CPSC 641: Performance Issues in High Speed Networks

Professor Carey Williamson

Winter 2019

Assignment 1: Empirical Data Analysis (30 marks)

Due Date: Thursday, January 31, 2019 (4:00pm)

The purpose of this assignment is to gain experience with data analysis, statistical methods, graph plotting, and interpretation of results. You will analyze several empirical datasets, applying your data analysis skills to explore and understand some of the structural properties of the data.

Background

One assumption that is often made in analytical modeling work is that events in a computer system (e.g., user requests, CPU jobs, file I/O, network packets, disk failures, Skype calls) occur according to a "Poisson arrival process". Informally, this means that events occur "randomly" (i.e., at random time instants that are impossible to predict, even if the average arrival rate is known). More formally, it means that the inter-arrival times between events are exponentially distributed and independent. If this is the case, then the counts of the number of events that occur within any chosen fixed-size time interval (e.g., 1 minute, 1 hour, 1 day) should follow the Poisson distribution (i.e., a discrete distribution for which the mean and variance are equal; the histogram for such a distribution usually has a nice humpy shape with a pronounced tail on the right).

In a Poisson arrival process, there is a well-defined average rate for the arrivals, such as K events per time unit. As a result, the mean inter-arrival time is 1/K time units between events. Furthermore, the distribution of the inter-arrival times is exponential. The exponential distribution is the only continuous distribution with the "memoryless" property, which makes it easier to analyze mathematically. Recall that an exponential distribution has only positive values (i.e., strictly greater than zero), with no upper limit (i.e., potentially infinite). Nonetheless, the histogram of such a distribution typically shows a lot of small values at or below the mean, and a gracefully declining probability (i.e., exponential decay) of observing values much larger than the mean. In particular, the Coefficient of Variation (CoV, which is the ratio of the standard deviation to the mean) for the exponential distribution is exactly 1.
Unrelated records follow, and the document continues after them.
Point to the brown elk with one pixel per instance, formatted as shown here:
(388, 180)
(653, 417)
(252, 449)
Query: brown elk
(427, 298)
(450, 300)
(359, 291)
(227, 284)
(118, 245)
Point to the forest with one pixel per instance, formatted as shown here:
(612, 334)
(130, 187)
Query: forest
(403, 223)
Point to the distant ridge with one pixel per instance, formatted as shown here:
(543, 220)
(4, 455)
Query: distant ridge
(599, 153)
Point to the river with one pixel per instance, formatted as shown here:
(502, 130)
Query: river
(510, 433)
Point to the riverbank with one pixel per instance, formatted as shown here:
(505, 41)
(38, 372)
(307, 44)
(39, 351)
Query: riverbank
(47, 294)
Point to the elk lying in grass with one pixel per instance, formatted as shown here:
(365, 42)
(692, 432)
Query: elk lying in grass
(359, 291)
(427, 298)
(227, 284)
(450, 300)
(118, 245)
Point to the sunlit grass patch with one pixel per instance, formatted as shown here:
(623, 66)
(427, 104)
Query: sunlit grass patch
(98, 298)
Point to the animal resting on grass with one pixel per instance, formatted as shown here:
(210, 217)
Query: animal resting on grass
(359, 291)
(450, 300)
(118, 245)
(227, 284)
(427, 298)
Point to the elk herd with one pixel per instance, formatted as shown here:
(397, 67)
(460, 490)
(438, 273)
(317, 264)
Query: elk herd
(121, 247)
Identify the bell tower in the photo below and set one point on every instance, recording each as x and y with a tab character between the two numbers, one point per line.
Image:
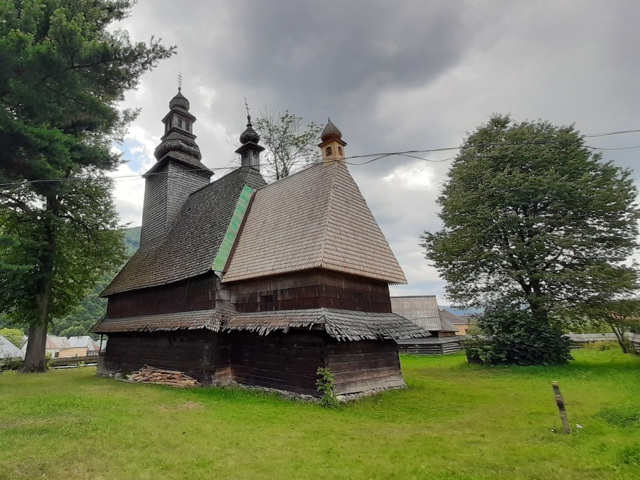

In experimental performance evaluation work, people often use empirical datasets that record the actual event arrival times in real systems. One important skill is knowing whether empirical data is consistent with a Poisson arrival process or not. If the arrival process is not Poisson, then the performance of the system (e.g., queueing, loss, response time, throughput) could be quite different than that predicted by an analytical model (i.e., better or worse, depending on the CoV and the correlation structure, if any).

Your Task

Your task in this assignment is to analyze some empirical datasets and determine which (if any) are consistent with a Poisson arrival process. Note that checking for this property involves two separate tasks: (1) checking if the inter-arrival times are exponential; and (2) checking if the inter-arrival times are independent. The first task (exponentiality) can be done in a variety of ways (e.g., statistical methods, graphical methods, goodness-of-fit tests, QQ plots, Anderson-Darling, KS test, Chi-Square test, etc.), as you deem appropriate. The second task (independence) can also be done in several ways (e.g., statistical, graphical, autocorrelation, etc.), but technically isn't required if the exponentiality test has already failed. (See Appendix A of the 1994 ACM SIGCOMM paper by Paxson and Floyd on "The Failure of Poisson Modeling" for a detailed discussion of these tests)

Please do any six (but not all!) of the following ten empirical datasets:

  1. nest: days on which my NEST thermostat reset itself (N=35)
  2. haircuts: days on which I got my hair cut (N=54)
  3. whistles: the times at which a referee blew his whistle during a hockey game (N=68)
  4. paydays: days on which the U of C issued paychecks into my account (N = 96)
  5. goals: times at which the Calgary Flames scored goals (so far!) this season (N=190)
  6. papers: the times when an ACM journal received paper submissions (N=393)
  7. emails: the times at which I received emails about the IWQoS 2018 conference (N=924)
  8. logouts: the times when students logged out of D2L on the evening of March 1, 2017 (N=1,192)
  9. cars: the times at which (simulated) cars arrive to the Banff park entrance (N=10,000)
  10. packets: the timestamps of packets (frames) seen on an Ethernet LAN (N=1,000,000)

Note that these datasets are all different sizes, and in different formats, just to give you some extra practice in your data analysis skills. Also note that some datasets (intentionally) have some imperfections remaining, so please watch out for these, and find a reasonable way to handle them. If you have any questions about the data formats, let me know. Enjoy!

Data Analysis Tasks

For each of your chosen datasets, do the following analysis steps to help answer the questions indicated:

Produce a table to summarize your results. Use one row for each dataset, and use the columns to summarize the main features of each dataset (e.g., number of data points, duration, min/median/max iat, mean and standard deviation of iat, CoV, exponentiality, independence, and whether it is a Poisson arrival process or not). See below for a crude example of a suggested table format.

File NumObs Duration Min Median Max Mean StdDev CoV Exponential? Independent? Poisson?
foo1 120 3.2 hrs 2.6 8.0 75.4 20.4 12.5 0.6 No N/A No
foo2 500 7.1 yrs 106 819 6475 436 450 1.03 Yes Yes Yes
foo3 1,200 60 min 0.002 0.032 0.124 0.05 0.05 1.0 Yes No No

Optional Bonus (2 marks)

Augment your results table with one additional empirical dataset of your own personal choice (i.e., not from my list of datasets above). Make sure that it has at least 100 data points, but not more than 10,000. Say what the dataset is, and how it was collected. Then complete your results table with your observations about this empirical dataset. State whether it follows a Poisson arrival process or not, and give some (brief) logical explanation as to why or why not.

Assignment Submission

When you are finished, please submit your assignment solution in hardcopy form to your instructor, on or before the stated deadline. Please include your summary table showing results for all six datasets that you chose, and any relevant parts of your writeup. However, you only need to include the pdf/CDF graphs for two of your six datasets, with one of them being a good example of Poisson arrivals, and one not. Thus you should make sure that there is at least one example of each type among the six datasets that you choose for analysis. If you do the bonus, please include those pdf/CDF graphs as well. Thanks!